While you do see a benefit in performance using a RAIDed volume, you'll notice that the increase is small. You'd get better performance using the drives independently than together in a RAID configuration. I only tried up to three drives, because it's best to keep the system drive separate to the audio RAID, just in case of a drive failure.
As a comparison, I did a test in Pro Tools to see how many tracks I could record and play back simultaneously. With each track in a Session assigned to a different discrete input and output, I could record 111 mono tracks on one drive simultaneously and play back 115. Since Pro Tools isn't compatible with most RAID systems, I didn't bother to repeat the second and third tests.
As a footnote to these tests, I just want to make a couple of final observations: firstly, you'll notice that Logic was able to record and play back far more 'channels' of audio than Pro Tools from a single drive: Logic 's tracks were stereo, whereas Pro Tools ' tracks were mono. Because of this, though, Logic was able to work with interleaved files, which Pro Tools can't do, and with an interleaved file Logic can continue to read the second channel without having to seek to a different location on the hard drive to find the next file. This situation helps to illustrate just how important drive seek times really are.
Secondly, these tests show theoretical maximums because the recording playback files on each track were contiguous regions without edits or crossfades.

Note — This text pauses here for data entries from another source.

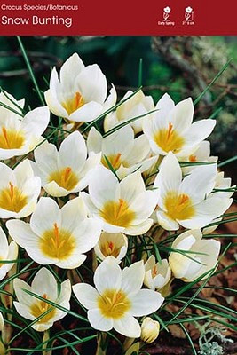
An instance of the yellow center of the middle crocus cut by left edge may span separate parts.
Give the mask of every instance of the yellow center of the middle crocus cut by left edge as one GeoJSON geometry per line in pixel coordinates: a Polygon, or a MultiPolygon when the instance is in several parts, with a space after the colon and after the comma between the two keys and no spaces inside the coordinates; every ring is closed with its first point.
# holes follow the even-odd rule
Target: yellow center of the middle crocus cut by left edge
{"type": "Polygon", "coordinates": [[[20,212],[28,203],[28,197],[25,196],[17,186],[9,183],[8,188],[0,191],[0,208],[12,212],[20,212]]]}

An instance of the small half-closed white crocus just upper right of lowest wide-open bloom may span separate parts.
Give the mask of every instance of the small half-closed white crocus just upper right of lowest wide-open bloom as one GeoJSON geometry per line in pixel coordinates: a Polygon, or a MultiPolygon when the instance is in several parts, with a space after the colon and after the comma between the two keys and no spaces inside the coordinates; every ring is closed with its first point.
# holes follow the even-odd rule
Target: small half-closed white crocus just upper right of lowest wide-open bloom
{"type": "Polygon", "coordinates": [[[170,266],[166,259],[162,260],[162,264],[155,262],[155,257],[150,256],[145,264],[144,285],[147,288],[158,289],[163,288],[171,277],[170,266]]]}

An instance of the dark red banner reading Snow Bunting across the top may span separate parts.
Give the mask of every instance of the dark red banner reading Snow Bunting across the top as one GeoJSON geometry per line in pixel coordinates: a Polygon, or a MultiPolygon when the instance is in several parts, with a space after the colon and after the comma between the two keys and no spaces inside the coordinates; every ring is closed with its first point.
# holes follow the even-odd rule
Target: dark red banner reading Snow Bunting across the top
{"type": "Polygon", "coordinates": [[[237,35],[236,1],[2,0],[0,35],[237,35]]]}

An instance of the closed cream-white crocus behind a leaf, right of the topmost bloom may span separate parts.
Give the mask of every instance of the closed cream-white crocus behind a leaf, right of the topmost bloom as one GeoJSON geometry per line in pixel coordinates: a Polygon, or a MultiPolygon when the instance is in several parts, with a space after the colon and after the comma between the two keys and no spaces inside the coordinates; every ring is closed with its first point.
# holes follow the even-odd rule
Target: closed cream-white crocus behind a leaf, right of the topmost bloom
{"type": "MultiPolygon", "coordinates": [[[[114,92],[113,94],[115,96],[114,92]]],[[[122,100],[129,98],[131,95],[132,91],[128,91],[123,96],[122,100]]],[[[125,101],[121,106],[118,106],[114,112],[107,114],[104,121],[104,130],[107,132],[107,130],[111,130],[113,127],[122,122],[127,122],[131,118],[147,114],[152,110],[154,110],[153,98],[151,96],[145,96],[140,90],[130,99],[127,99],[127,101],[125,101]]],[[[144,119],[146,119],[146,116],[130,123],[130,126],[134,129],[135,133],[142,131],[142,122],[144,119]]]]}

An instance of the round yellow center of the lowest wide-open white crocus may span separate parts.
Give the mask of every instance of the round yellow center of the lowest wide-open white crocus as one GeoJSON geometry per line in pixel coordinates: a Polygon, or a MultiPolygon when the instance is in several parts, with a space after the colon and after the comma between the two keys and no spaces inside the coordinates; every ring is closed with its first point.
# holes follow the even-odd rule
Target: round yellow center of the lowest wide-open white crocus
{"type": "Polygon", "coordinates": [[[98,306],[104,317],[120,319],[130,310],[130,300],[122,290],[107,289],[99,296],[98,306]]]}

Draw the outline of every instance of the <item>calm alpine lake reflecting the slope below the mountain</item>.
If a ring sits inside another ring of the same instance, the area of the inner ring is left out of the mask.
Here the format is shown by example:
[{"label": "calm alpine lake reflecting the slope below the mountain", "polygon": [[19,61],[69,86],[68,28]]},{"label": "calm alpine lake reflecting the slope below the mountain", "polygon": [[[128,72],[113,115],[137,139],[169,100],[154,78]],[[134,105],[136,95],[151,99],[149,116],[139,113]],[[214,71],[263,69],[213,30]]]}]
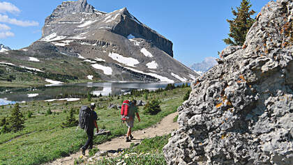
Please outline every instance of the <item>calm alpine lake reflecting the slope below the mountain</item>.
[{"label": "calm alpine lake reflecting the slope below the mountain", "polygon": [[[37,88],[0,88],[0,105],[15,104],[16,102],[31,102],[45,100],[75,101],[81,97],[92,95],[122,95],[131,90],[154,91],[165,88],[169,83],[144,83],[144,82],[103,82],[83,84],[54,84]],[[185,83],[176,83],[181,86]]]}]

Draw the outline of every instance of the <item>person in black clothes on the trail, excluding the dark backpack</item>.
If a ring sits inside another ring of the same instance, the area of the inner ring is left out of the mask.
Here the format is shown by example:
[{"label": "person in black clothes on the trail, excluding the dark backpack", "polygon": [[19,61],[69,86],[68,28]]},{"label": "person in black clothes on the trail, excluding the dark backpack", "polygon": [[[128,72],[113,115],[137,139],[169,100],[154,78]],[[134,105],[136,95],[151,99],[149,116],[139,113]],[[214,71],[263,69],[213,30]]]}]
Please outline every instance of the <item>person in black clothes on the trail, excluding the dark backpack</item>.
[{"label": "person in black clothes on the trail, excluding the dark backpack", "polygon": [[98,125],[96,120],[98,119],[97,113],[93,111],[96,108],[95,103],[91,103],[91,113],[89,116],[89,125],[87,127],[87,143],[84,144],[82,147],[82,155],[85,155],[85,150],[87,148],[92,149],[93,148],[93,129],[96,127],[97,133],[98,133]]}]

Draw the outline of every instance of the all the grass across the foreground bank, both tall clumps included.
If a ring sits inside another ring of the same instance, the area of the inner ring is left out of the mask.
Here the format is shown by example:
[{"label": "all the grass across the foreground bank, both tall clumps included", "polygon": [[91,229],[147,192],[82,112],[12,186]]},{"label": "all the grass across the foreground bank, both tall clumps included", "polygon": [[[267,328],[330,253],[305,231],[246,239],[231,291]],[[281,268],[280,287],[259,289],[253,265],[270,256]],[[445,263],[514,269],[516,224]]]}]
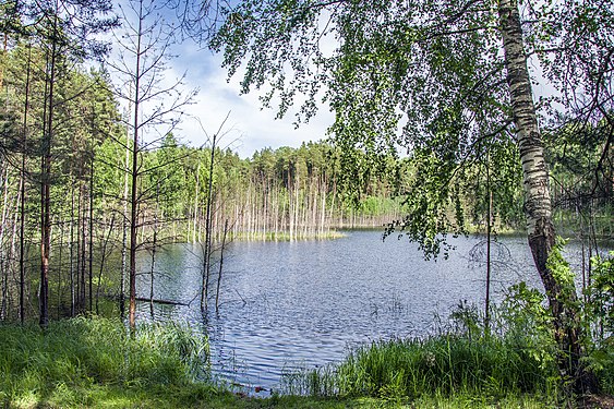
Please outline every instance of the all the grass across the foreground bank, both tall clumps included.
[{"label": "all the grass across the foreground bank, both tall clumps included", "polygon": [[[0,325],[5,408],[555,408],[556,376],[527,342],[446,333],[380,341],[338,366],[294,374],[262,399],[208,382],[207,340],[181,325],[80,317]],[[292,390],[293,388],[293,390]]]}]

And, finally, while RAID systems don't provide a huge performance boost for audio work, don't forget that performance isn't the only advantage, and you might consider that recording to a RAID 1 system is a good thing just in terms of reliability.
Rogue Amoeba, known for their Audio Hijack application, which can record the audio output of an application into an audio file, released a new audio editor this month. Fission 's name is relevant because it has the unique ability to make edits (such as splitting up long recordings into separate, shorter files) directly on compressed audio files such as MP3 and AAC without the user having to convert the audio into raw data and then re-encode the output again.
A test version is available from Rogue Amoeba's web site (www.rogueamoeba.com) and the full version costs just $32, with a $14 discount for users of Audio Hijack Pro.